Over the last 20 years, Nitish’s impact on the politics of Bihar and the country has been immense. In his early years as CM, he partially reversed the negative image of the state from the days of Lalu Prasad, sending out the message that lawlessness had gone down after he came to power. While his five flip-flops — his back-and-forth with the NDA and the Opposition over the years — may have dented Nitish’s image, they gave a boost to the BJP. For he had a “secular” image that helped the BJP in times when it was accused of being “communal” — the prime political narrative from 1992 to 2014. The fact that both camps have been eager to bring him on board actually disrupted the secular-communal binary itself.
For now, the politics of Bihar will increasingly seem bipolar, as Nitish’s exit makes the BJP and RJD appear to be the key players in the state — unless the JD(U) shows the ability to retain its position in the 2029 Lok Sabha and the 2030 Bihar Assembly elections.

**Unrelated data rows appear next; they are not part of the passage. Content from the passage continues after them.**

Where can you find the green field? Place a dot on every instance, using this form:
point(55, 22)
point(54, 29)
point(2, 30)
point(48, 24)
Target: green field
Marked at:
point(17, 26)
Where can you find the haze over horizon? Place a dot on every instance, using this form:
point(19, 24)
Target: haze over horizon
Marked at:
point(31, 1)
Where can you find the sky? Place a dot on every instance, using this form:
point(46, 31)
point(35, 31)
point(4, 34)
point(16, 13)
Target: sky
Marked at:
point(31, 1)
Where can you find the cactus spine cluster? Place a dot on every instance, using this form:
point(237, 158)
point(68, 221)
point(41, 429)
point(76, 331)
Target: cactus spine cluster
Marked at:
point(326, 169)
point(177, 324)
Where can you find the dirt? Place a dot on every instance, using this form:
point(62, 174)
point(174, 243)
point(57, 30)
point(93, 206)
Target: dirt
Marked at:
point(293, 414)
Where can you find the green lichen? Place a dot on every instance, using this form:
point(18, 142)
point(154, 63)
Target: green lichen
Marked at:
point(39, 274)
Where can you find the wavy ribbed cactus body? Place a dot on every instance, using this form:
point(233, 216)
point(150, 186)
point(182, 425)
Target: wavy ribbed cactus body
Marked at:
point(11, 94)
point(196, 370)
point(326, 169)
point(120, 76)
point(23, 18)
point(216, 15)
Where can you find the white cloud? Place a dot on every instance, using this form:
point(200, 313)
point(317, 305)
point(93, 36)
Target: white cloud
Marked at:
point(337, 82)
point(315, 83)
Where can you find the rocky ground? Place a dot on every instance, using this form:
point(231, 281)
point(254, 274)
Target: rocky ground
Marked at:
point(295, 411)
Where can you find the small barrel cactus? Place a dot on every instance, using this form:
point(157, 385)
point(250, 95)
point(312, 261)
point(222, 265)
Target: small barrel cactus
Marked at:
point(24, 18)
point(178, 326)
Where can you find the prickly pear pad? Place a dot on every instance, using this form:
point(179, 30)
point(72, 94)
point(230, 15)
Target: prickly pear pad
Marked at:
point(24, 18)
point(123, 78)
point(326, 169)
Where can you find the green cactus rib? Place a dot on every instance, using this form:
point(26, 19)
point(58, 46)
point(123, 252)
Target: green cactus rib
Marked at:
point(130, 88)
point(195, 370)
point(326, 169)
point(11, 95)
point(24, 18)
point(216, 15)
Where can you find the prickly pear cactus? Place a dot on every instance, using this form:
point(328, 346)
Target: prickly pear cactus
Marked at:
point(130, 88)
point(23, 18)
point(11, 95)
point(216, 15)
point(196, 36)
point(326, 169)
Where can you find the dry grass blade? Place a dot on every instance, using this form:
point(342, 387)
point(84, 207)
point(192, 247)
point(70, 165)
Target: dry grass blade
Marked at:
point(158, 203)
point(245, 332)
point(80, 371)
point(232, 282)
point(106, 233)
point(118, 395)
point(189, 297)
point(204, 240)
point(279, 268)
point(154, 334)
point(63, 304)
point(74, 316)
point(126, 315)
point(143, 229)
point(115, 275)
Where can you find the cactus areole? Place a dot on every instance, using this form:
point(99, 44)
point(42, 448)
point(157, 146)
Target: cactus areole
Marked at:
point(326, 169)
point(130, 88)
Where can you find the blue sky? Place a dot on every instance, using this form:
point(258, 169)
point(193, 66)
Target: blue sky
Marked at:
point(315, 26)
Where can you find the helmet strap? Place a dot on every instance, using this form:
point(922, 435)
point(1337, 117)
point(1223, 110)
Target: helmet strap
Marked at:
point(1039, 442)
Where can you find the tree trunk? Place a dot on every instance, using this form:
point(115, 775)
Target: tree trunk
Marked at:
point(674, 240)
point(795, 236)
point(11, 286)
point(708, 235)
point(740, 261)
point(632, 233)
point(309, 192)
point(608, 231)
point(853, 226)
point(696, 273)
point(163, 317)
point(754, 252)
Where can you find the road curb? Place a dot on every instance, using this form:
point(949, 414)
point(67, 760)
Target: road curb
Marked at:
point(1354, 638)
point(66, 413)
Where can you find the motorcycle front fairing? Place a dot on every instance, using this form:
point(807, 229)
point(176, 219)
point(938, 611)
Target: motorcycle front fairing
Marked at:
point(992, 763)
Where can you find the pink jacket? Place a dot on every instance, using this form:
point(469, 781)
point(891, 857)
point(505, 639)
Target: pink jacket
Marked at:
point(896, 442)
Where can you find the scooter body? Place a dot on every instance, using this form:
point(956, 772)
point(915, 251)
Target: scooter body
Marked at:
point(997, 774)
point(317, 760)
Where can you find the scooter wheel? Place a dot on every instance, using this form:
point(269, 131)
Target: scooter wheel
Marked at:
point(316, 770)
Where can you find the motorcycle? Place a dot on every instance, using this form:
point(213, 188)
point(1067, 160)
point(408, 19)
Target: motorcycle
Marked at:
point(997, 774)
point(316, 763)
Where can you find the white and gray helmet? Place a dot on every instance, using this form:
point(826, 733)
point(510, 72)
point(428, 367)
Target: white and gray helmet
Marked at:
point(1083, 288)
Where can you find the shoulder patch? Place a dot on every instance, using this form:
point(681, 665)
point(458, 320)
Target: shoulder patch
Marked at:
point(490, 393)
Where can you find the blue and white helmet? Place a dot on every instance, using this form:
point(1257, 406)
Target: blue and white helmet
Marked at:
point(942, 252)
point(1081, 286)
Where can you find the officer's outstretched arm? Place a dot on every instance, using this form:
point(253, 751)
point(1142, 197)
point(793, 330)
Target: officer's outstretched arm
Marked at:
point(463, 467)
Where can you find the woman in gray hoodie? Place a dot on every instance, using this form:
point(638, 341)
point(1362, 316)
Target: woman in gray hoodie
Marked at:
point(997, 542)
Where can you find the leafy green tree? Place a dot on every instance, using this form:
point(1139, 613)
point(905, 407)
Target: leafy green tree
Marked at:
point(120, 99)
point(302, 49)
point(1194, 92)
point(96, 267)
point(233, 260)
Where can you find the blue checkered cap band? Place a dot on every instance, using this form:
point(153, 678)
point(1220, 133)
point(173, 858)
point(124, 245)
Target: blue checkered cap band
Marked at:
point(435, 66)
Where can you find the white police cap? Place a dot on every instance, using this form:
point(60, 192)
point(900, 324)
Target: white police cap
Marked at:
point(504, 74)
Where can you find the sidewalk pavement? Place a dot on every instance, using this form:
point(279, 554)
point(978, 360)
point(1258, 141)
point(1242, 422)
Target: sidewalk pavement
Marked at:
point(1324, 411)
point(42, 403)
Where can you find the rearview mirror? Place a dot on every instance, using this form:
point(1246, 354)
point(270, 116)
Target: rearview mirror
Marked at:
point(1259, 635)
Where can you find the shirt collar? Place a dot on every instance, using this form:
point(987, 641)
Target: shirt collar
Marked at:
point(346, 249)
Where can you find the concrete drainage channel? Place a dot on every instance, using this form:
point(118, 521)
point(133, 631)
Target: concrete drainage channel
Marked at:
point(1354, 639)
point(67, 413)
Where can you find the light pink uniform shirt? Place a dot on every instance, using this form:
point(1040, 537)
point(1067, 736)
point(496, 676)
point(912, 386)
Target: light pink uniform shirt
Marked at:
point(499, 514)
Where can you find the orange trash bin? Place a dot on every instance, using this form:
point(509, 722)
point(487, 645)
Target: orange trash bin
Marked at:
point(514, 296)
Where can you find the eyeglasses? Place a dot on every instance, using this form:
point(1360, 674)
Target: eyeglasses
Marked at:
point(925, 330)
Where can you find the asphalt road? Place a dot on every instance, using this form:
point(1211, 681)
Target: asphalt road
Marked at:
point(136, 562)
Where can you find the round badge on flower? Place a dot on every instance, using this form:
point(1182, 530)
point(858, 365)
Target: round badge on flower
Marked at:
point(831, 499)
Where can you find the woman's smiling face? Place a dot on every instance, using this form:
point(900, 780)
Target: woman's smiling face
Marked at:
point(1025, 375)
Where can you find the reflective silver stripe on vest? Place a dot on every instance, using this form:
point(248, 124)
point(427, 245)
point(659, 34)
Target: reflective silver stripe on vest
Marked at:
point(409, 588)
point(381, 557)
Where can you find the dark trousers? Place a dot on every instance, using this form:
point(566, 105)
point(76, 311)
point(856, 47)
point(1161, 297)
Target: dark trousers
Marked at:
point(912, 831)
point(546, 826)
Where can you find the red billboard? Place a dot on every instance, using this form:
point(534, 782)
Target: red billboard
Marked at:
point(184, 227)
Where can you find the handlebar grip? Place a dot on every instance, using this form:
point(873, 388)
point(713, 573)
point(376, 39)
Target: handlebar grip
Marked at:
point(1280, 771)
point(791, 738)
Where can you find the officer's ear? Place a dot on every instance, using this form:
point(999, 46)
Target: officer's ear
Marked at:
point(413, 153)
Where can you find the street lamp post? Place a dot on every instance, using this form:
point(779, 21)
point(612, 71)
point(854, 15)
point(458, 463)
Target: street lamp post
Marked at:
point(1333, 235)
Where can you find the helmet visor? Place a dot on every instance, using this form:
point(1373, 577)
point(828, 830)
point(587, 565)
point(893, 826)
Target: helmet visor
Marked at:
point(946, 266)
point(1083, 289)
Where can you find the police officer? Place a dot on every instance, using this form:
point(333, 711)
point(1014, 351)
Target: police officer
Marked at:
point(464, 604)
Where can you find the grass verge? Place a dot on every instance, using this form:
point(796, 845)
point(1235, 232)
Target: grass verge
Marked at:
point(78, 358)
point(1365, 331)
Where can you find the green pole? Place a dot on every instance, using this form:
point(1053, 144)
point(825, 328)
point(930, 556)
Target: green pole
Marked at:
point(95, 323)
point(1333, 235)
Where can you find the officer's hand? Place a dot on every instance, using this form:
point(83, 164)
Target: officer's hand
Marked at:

However, as these are a few years away, the JD(U) will appear somewhat diminished for now. However, the BJP cannot rest on the laurels of 89 seats in the 2025 Bihar assembly elections, as the recent verdict was a vote of gratitude to Nitish that helped ally the BJP, too, and tanked the RJD.
Nitish, who first came to power in alliance with the BJP, was aware that the Kurmis are numerically much smaller than the Yadavs, who constitute about 14 per cent of the population. He overcame this limitation by carving out fresh constituencies among the EBCs, women, and Mahadalits (Dalits except Paswans — though he eventually included Paswans in the category, thus rendering it defunct). Nitish is departing, but the constituencies stay.
In a way, his term in Bihar also saw a deepening of political democracy. If Lalu’s 15 years between 1990 and 2005 marked the decline of “upper caste” dominance in the state, the 20 years of Nitish Kumar stretched the process to also ensure the decline of the Yadavs — the most dominant OBC group in Bihar.
In doing so, Kumar also became an agent for the splitting of the Bahujan discourse, with the non-Yadav OBCs and EBCs making common cause with the “upper castes”. His version of Mandal politics thus destroyed the forward-vs-backward binary by aligning the “upper castes” and sections of the backwards and extremely backwards.